Мама-Собака не понимает, что я та самая, кого она опасается.
Камилла сует ноги в тапочки, когда мы с Псом возвращаемся в квартиру. Она и глазом не моргнула, глядя на то, как я сейчас разодета, и не спрашивала, почему я выхожу на улицу только в рубашке большого размера. Она думала, что я все еще в своей комнате.
— Тебе удалось попробовать капучино Доун? Она сказала мне, что собирается сделать его снова. Удивительный, правда? Мы должны полностью инвестировать в машину, подобную ее. Позавчера она приготовила самый божественный капсульный кофе.
— Маму-Собаку зовут Доун? — спрашиваю я, возвращаясь в свою спальню.
— Мама-Собака? А, из-за ее кружки. Умно, — Камилла смеется. Она загружает кофе в нашу дерьмовую кофеварку, — Лидия, могу я спросить тебя кое о чем, прежде чем я не увижу тебя до конца дня?
Я останавливаюсь в дверях и спрашиваю.
— Что?
— Я могу украсить здесь что-нибудь? Ничего дикого. Мы можем смягчить диван пледом и подушками. Может быть, покрасить стены. Это сделало бы пространство более привлекательным.
Какой в этом смысл, если я вообще не хочу никого приглашать? В последнее время в мою жизнь вторглось достаточно людей, и я не вижу себя снова открывающей свой дом для гостей.

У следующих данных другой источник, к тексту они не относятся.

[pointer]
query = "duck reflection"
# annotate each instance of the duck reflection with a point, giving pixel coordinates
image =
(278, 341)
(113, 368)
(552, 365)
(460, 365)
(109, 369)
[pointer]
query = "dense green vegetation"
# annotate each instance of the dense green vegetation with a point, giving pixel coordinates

— Делай что хочешь, Камилла.
Я начинаю свою рутину перед встречей в ванной, как я делаю это каждый день.
Погружаясь в воду с ароматом лаванды, я перекидываю одну ногу через край ванны и позволяю воде стекать с пальцев ног на кафельный пол. Кончики моих длинных волос плавают на поверхности, а тонкие пряди вокруг линии роста волос прилипают к моей коже из-за пара. Вчерашняя тушь тает и окрашивает мои веки в полупрозрачный черный цвет. Я жую свои идеально накрашенные ногти, откалывая глянцевое покрытие.